The Numbers Don’t Lie (But They Also Don’t Tell the Whole Story)
Let’s get the stat sheet out of the way: 32.4 points, 6.2 assists, 5.8 rebounds, 2.1 steals on 51/38/90 shooting splits. Those are absurd numbers. Hall of Fame numbers. But the stats alone are like reading the box score of a Coltrane performance — technically accurate but entirely missing the point.
What separates SGA this season isn’t the counting stats. It’s the way he’s imposed his will on games with a combination of surgical mid-range mastery and suffocating perimeter defense that we haven’t seen from the same player since Kawhi Leonard was terrorizing the league in San Antonio.

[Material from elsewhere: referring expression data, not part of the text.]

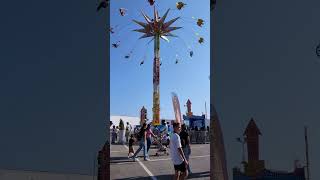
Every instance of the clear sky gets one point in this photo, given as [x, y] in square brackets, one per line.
[131, 85]
[266, 68]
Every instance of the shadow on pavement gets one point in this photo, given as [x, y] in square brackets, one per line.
[170, 176]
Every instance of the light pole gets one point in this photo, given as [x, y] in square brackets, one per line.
[157, 29]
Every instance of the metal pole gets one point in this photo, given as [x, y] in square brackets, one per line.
[307, 151]
[156, 80]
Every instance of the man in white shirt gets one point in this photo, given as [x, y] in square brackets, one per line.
[177, 156]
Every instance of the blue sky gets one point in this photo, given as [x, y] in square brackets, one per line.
[131, 84]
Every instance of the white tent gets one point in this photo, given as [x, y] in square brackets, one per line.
[132, 120]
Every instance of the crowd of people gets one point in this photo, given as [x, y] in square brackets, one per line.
[177, 139]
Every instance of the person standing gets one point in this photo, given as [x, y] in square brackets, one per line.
[142, 137]
[131, 150]
[185, 143]
[114, 135]
[128, 131]
[177, 156]
[149, 134]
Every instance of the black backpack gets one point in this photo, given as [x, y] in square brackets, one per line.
[140, 134]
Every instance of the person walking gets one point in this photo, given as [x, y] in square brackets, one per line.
[114, 135]
[178, 158]
[128, 131]
[149, 134]
[131, 150]
[185, 143]
[142, 137]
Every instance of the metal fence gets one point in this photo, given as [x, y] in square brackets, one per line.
[199, 137]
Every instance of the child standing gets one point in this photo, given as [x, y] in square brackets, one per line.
[131, 141]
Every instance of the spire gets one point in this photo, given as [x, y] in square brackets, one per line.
[252, 129]
[255, 165]
[189, 112]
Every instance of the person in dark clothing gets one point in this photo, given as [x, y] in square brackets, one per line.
[185, 143]
[142, 137]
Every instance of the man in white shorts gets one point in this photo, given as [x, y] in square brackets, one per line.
[177, 156]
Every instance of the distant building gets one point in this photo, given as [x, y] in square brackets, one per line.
[194, 121]
[254, 168]
[134, 121]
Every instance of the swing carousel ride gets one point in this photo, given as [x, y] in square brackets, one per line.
[157, 29]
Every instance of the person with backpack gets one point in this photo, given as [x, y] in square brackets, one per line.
[149, 135]
[142, 138]
[185, 143]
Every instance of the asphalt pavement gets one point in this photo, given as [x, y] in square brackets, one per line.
[159, 167]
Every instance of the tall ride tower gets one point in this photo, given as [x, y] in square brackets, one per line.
[156, 28]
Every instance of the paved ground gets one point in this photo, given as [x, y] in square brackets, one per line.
[160, 167]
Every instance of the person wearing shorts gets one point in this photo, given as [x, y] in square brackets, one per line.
[178, 158]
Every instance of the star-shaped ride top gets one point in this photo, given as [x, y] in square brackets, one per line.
[157, 26]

The best player in the world right now isn’t the one with the most talent. It’s the one who makes every single possession feel like a chess move where he’s already three steps ahead.
The Thunder Machine
Here’s what the voters need to understand: the Thunder aren’t winning 62 games because they have a deep roster (though they do). They’re winning because SGA has turned this team into an extension of his basketball brain. The offense runs through his reads. The defense keys off his positioning. He’s not just the best player on a great team — he is the team’s operating system.
Mark Daigneault deserves enormous credit for building a system that maximizes SGA’s versatility, but let’s not confuse the car for the engine. When SGA sits, the Thunder’s offensive rating craters by 8.7 points per 100 possessions. That’s not a supporting cast issue — that’s a one-man gravitational field.
The Competition (Such As It Is)
Nikola Jokic is having another magnificent season, because that’s what Jokic does. His passing remains the most beautiful thing in basketball, and Denver’s offense is a marvel of movement and spacing when he’s orchestrating. But the Nuggets are the 4-seed, and there’s a reason voters have historically penalized great players on merely good teams.
Luka Doncic has the highlights reel and the triple-doubles, but Dallas has been maddeningly inconsistent, and Luka’s defensive effort remains a choose-your-own-adventure book where most chapters end with him watching from the logo.
Jayson Tatum is the defending champion, and Boston is elite, but his numbers have plateaued in a way that suggests “really, really great” rather than “transcendent.”
Why It Matters
SGA’s season matters beyond the hardware because it represents something the league needs more of: a superstar who got better by getting simpler. He didn’t add a gimmick or a signature move. He refined everything, stripped away the excess, and became the most efficient high-volume scorer since prime Kevin Durant.
The MVP trophy will be his. The real question is whether this Thunder team can convert regular season dominance into a championship run. That’s a different conversation entirely — one that starts in two weeks.
But for now, appreciate what we’re watching. Seasons like this don’t come around often.